Y se largó tan feliz en busca de su rabo.

Giré la cabeza negando ante la jeta de mi querido amigo y encontré la mirada escrutadora de Goretti.

– ¿Tú eres algo imbécil, no?

Acto seguido, se quitó la sudadera y dejó a la luz un hermoso top de gimnasio que hacían reflotar la hermosa balconada de sus pechos.

– Tu marido está arriba… –dije colorado y sin dejar de mirar la exuberante mujer que tenía ante mis ojos.

– Sí, lo sé –contestó mientras apoyó los antebrazos en el sillón a sabiendas que sus pectorales mostraban un canal listo para abordarlo.

Y me enredé en sus senos hasta convertir los pezones en ondas de radio que sintonizar. Las prisas por alcanzar el calor de su vientre las reprimí. No quería someter aún mi lengua a recorrer sus labios verticales. Extendí sus brazos para devorarlos con mimo. Grabé cada gemido en el recorrido hasta llegar a la palma de su mano abierta y oferente, paciente a que lamiera cada huella.

Su cuello mostró el camino a seguir: el calor de querer escuchar el recorrido hacia El Dorado. 

– Hazme lo que desees –me aulló.

– Deseo que confíes –contesté, prometiendo, con ello, que no se iba a arrepentir.

Y giré su cuerpo. Contemplé la diosa que es. Orgulloso de su entrega, quería compensar su arrebato de pleitesía. 

Azoté una de sus nalgas y hasta a mí me sorprendió su gemido ahogado.

– Cuidado, tampoco hay que insistir en despertar a Jan.

Y caí derrotado cuando se dio la vuelta y tiró de mi cinturón. Y tragó. Como si esperara ese momento desde aquella primera vez en Secretaría. El ansia le llevó a soltar una pequeña arcada, ante lo que retrocedió y me miró, mientras relamía mi cimbel triunfante.

El paraíso fue conquistado. Me esforcé en retirar suavemente el pantalón, mientras ella seguía trabajando con sus labios de Hermés que aún no se había retirado. Suavemente, acompasé el ritmo de succión para mi deleite. Sabía que no podía mantener más la situación. Estaba viviendo un sueño de poluciones nocturnas y no quería acabar como un infante derrotado pronto por una auténtica mantis perversa, como se estaba demostrando.

Así que retiré su cabeza con cuidado y la tumbé en el sillón. Le quité el ceñido pantalón de chándal y separé sus muslos tonificados en busca de paladear el valle prometido. 

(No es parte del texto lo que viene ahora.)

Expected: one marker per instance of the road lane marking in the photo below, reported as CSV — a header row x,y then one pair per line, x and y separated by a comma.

El arqueo de su espalda me demostró que iba por buen camino. No es que tuviera gran experiencia con mujeres de esa edad, más bien ninguna, pero mi sorpresa fue grata al ver que su miel era vida. Que su acidez era perfecta. Que su vello era suave y completamente mullido. Y entonces la penetré, primero con suavidad, para detectar cada centímetro cuadrado de aquel hermoso vergel. Cuando detecté que iba a gemir de nuevo, le cerré la boca con cuidado a lo que me respondió con un mordisco que tuve que aguantar estoicamente. 

La hice girar con cuidado y me dediqué a embestirla mientras tiraba de su largo y rojo azufre que imaginé que emanaba su melena. Reprimir una nalgada, pero pellizqué mientras con la otra mano dejaba que me la mordiera para evitar un grito que incomodará al bello durmiente.

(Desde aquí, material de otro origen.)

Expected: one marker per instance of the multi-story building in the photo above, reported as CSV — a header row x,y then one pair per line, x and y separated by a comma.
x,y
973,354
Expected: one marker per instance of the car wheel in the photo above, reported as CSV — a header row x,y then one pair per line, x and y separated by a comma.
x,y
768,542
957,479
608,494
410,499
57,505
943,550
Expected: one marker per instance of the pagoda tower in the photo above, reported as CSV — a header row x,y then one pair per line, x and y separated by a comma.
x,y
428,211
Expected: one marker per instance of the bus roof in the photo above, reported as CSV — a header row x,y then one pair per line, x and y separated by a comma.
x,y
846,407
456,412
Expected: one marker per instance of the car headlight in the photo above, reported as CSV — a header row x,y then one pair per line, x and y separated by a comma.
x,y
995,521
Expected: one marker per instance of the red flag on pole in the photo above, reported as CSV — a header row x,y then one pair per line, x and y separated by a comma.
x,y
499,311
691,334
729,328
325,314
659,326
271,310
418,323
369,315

Cuando noté que mi esfínter quería gritar, susurré un “me corro” en la oreja. Ella se retiró y me mostró su vientre para decirme “aquí, córrete aquí”.

Sentados al sillón, como dos recién salidos de una sesión de spinning, sudorosos y sonrientes, nos dimos la lengua como un brindis al espectáculo ofrecido.

***

– ¿Qué tal anoche con Carlos? –pregunté a un mosqueado Lucas.

– Pues bastante mal. Tuvo mal beber y me dejó a medias tumbado en la playa.

– ¿Y tú con mi madre?, ¿acabaron pronto de recoger? –me sorprendió y asustó al mismo tiempo la pregunta.

– No sé tu madre, a mí no me dejó ayudar mucho –intenté esquivar.

– Imagino, mi madre, cuando se pone, … se pone.

Y abrimos el maletero del coche para sacar los regalos y volver al escenario de una noche navideña de intimidad, de fuego lento, de calor y abrigo, … donde dejarse perder, fue ganar.